In tutta Italia sono 254 le morti sul lavoro registrate nei primi cinque mesi del 2014, con una drammatica media di 10 vittime alla settimana da Nord a Sud del Paese. Unico dato positivo di tutta la dettagliata analisi di Vega Engineering è il calo degli infortuni mortali rilevato rispetto allo stesso periodo dell'anno precedente e pari al 9%. (Da gennaio a maggio 2013 le vittime del lavoro erano 279).
Mentre il dato peggiore sull'incidenza della mortalità rispetto alla popolazione lavorativa secondo l'Osservatorio viene registrato in Basilicata (38,9 contro una media nazionale di 11,2) ed è seguita dalla Puglia (19), dalla Sicilia (17,4), dal Trentino Alto Adige (16,7) e dalle Marche (16).
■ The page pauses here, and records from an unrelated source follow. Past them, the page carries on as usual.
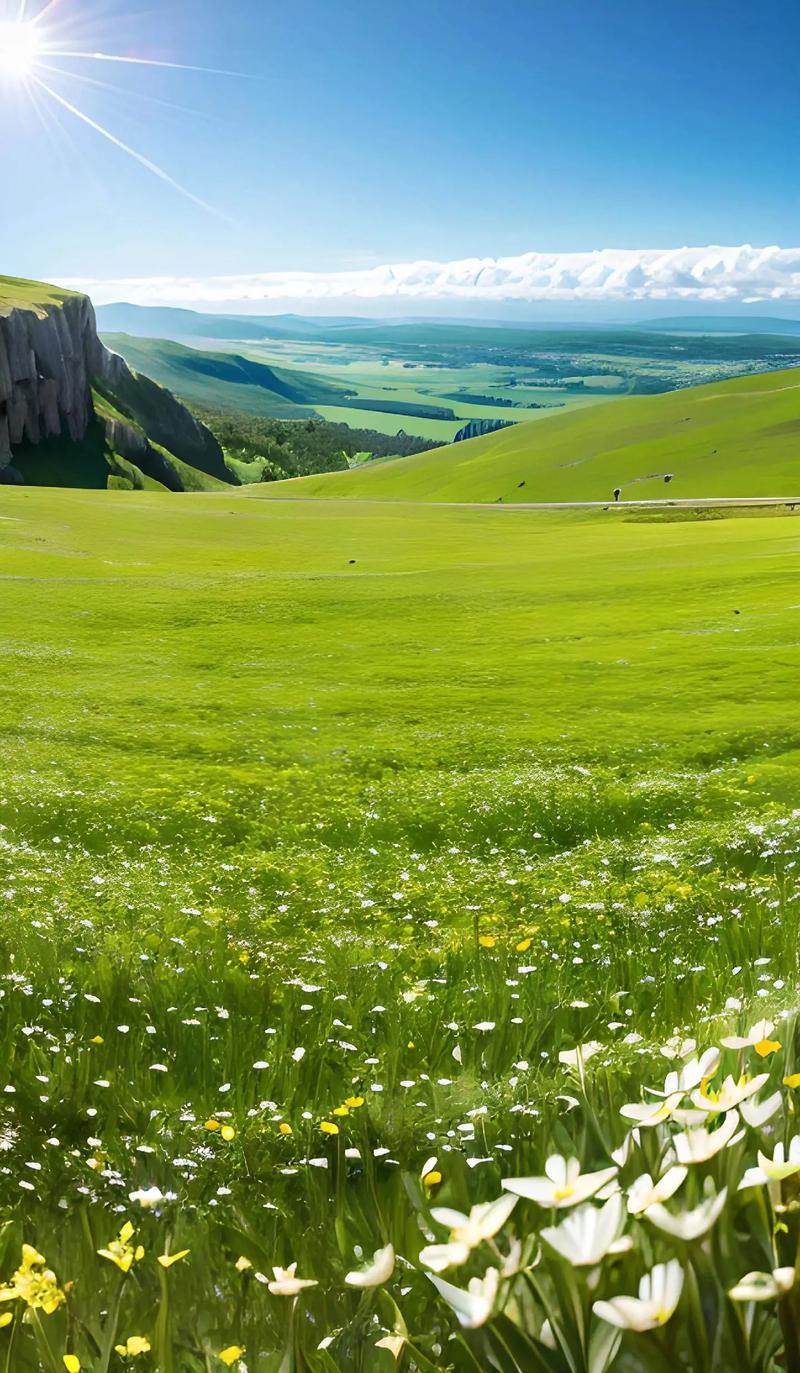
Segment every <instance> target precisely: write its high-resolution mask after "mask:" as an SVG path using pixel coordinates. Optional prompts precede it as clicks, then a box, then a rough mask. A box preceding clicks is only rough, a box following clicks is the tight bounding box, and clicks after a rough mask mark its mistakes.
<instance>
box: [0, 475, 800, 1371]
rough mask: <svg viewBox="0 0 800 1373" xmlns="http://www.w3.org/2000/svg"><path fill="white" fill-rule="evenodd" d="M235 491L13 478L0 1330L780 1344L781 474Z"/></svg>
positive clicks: (100, 1360) (791, 686)
mask: <svg viewBox="0 0 800 1373" xmlns="http://www.w3.org/2000/svg"><path fill="white" fill-rule="evenodd" d="M262 496H263V492H261V490H258V489H254V487H250V489H248V490H247V492H222V493H209V494H196V496H193V494H185V496H181V497H165V496H162V494H158V493H152V494H151V493H133V492H63V490H60V492H54V490H47V489H30V487H29V489H25V487H21V489H4V493H3V507H1V511H0V514H1V518H0V575H1V577H3V597H4V615H3V623H1V632H0V641H1V647H3V685H4V691H3V695H1V697H0V730H1V735H3V746H4V761H5V766H4V770H3V787H1V792H0V891H1V894H3V924H1V930H0V939H1V949H3V960H1V968H3V972H1V978H0V1060H1V1070H0V1087H1V1089H3V1090H1V1101H3V1105H1V1118H0V1205H1V1208H3V1226H1V1230H0V1326H1V1328H0V1369H3V1370H4V1373H10V1370H14V1373H32V1370H44V1373H63V1370H64V1369H66V1373H78V1370H81V1369H82V1370H91V1373H110V1370H115V1373H117V1370H122V1369H129V1368H130V1369H136V1370H141V1373H147V1370H151V1373H154V1370H159V1373H213V1370H217V1369H220V1370H221V1369H224V1368H232V1369H235V1370H239V1373H242V1370H247V1373H279V1370H280V1373H291V1370H298V1373H299V1370H311V1373H317V1370H318V1373H332V1370H340V1373H350V1370H364V1373H372V1370H375V1373H391V1369H392V1368H402V1369H403V1370H414V1369H417V1370H428V1373H430V1370H431V1369H453V1370H458V1373H461V1370H469V1373H476V1370H497V1373H508V1370H512V1373H523V1370H526V1373H527V1370H530V1369H532V1370H545V1373H602V1370H605V1369H613V1370H615V1373H649V1370H656V1373H661V1370H664V1369H667V1368H671V1369H675V1368H681V1369H685V1370H692V1373H703V1370H719V1373H722V1370H730V1369H737V1370H741V1373H778V1369H788V1370H793V1369H797V1368H799V1366H800V1362H799V1361H800V1333H799V1332H800V1303H799V1296H797V1288H796V1282H795V1277H796V1265H797V1254H799V1211H797V1205H796V1189H797V1178H799V1177H800V1145H799V1144H797V1134H796V1092H797V1086H799V1083H800V1071H799V1070H800V1061H799V1057H800V1056H799V1042H800V1041H799V1038H797V1026H796V1004H797V980H799V953H797V950H799V947H800V928H799V927H800V899H799V898H800V884H799V881H797V876H799V869H797V855H799V851H800V813H799V810H797V805H796V777H797V763H799V750H800V737H799V732H797V711H796V684H797V680H799V669H800V651H799V645H797V578H796V568H797V553H799V549H800V524H799V523H797V518H800V516H795V515H792V514H788V512H781V514H773V512H767V514H757V515H756V514H752V512H749V514H746V515H737V516H726V518H722V516H719V518H696V516H687V518H682V519H678V518H675V516H672V518H668V516H667V518H663V516H648V518H642V516H633V515H623V514H622V512H617V515H619V518H613V519H611V520H608V518H604V516H602V514H586V515H585V514H576V512H571V514H564V512H561V514H557V512H524V511H515V512H509V511H504V509H501V508H493V509H480V508H447V507H443V505H436V504H427V505H425V504H420V505H413V504H402V503H387V504H380V503H370V501H358V503H355V501H354V503H335V501H301V500H296V501H268V500H263V498H262ZM667 1075H668V1076H667ZM664 1079H667V1081H664ZM569 1160H576V1162H575V1163H571V1162H569ZM742 1184H744V1185H742ZM295 1265H296V1267H295ZM637 1292H638V1293H639V1295H638V1297H637Z"/></svg>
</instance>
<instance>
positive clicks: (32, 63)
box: [0, 21, 41, 81]
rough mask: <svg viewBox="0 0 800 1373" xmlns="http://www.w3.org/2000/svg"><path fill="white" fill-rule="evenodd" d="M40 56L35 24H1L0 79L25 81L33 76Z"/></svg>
mask: <svg viewBox="0 0 800 1373" xmlns="http://www.w3.org/2000/svg"><path fill="white" fill-rule="evenodd" d="M40 54H41V43H40V38H38V34H37V32H36V25H34V23H25V22H22V23H21V22H10V21H5V22H0V78H5V80H11V81H25V80H26V78H27V77H29V76H32V73H33V70H34V67H36V63H37V58H38V56H40Z"/></svg>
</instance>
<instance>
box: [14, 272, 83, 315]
mask: <svg viewBox="0 0 800 1373" xmlns="http://www.w3.org/2000/svg"><path fill="white" fill-rule="evenodd" d="M74 294H75V292H74V291H64V290H63V287H58V286H48V284H45V283H44V281H26V280H22V279H21V277H15V276H0V314H8V313H10V312H11V310H37V312H44V310H48V309H52V308H54V306H56V308H58V306H59V305H63V302H64V301H66V299H69V298H70V297H73V295H74Z"/></svg>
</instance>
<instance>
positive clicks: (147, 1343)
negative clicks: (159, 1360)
mask: <svg viewBox="0 0 800 1373" xmlns="http://www.w3.org/2000/svg"><path fill="white" fill-rule="evenodd" d="M114 1350H115V1352H117V1354H118V1355H119V1358H121V1359H134V1358H137V1355H139V1354H150V1340H145V1337H144V1335H129V1336H128V1339H126V1340H125V1344H115V1346H114Z"/></svg>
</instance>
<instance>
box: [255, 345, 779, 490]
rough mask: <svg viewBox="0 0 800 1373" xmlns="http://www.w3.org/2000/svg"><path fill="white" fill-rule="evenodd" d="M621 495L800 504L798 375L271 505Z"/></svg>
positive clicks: (326, 477) (492, 436)
mask: <svg viewBox="0 0 800 1373" xmlns="http://www.w3.org/2000/svg"><path fill="white" fill-rule="evenodd" d="M666 476H671V479H670V482H668V483H667V482H666ZM615 486H620V487H622V492H623V500H626V498H627V500H657V498H661V497H667V496H668V497H677V498H703V497H723V496H793V494H797V493H799V492H800V371H796V369H790V371H785V372H768V373H760V375H756V376H741V378H737V379H734V380H730V382H716V383H714V384H711V386H701V387H693V389H690V390H682V391H671V393H668V394H664V395H649V397H633V398H630V400H622V401H615V402H612V404H604V405H596V406H593V408H591V409H586V411H572V412H567V413H564V415H557V416H553V417H548V419H541V420H538V422H537V423H532V424H516V426H515V427H513V428H506V430H501V431H499V432H497V434H490V435H487V437H486V438H476V439H471V441H469V442H465V443H457V445H451V446H449V448H439V449H435V450H434V452H430V453H419V454H416V456H413V457H406V459H402V460H398V461H394V463H381V464H380V465H376V467H372V465H366V467H362V468H358V470H355V471H350V472H335V474H328V475H324V476H310V478H303V479H302V482H295V483H292V486H291V489H290V487H287V485H285V483H276V485H274V486H272V487H270V492H269V494H272V496H276V497H281V496H287V494H290V493H291V494H292V496H321V497H332V498H339V497H357V498H370V500H430V501H499V500H502V501H504V503H516V501H597V500H607V498H609V497H611V494H612V492H613V487H615Z"/></svg>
Sopra alla media nazionale sono anche le incidenze di Emilia Romagna, Friuli Venezia Giulia, Umbria, Campania e Piemonte.
L'11,4% degli incidenti si è verificato nel settore manifatturieoe, il 9,8% nelle costruzioni, il 9,1% nel settore dei trasporti e magazzinaggi, il 7,1% nel commercio all'ingrosso e al dettaglio. Guardando alle classifiche provinciali è Roma a riportare il dato peggiore di tutto il Paese con 11 morti bianche.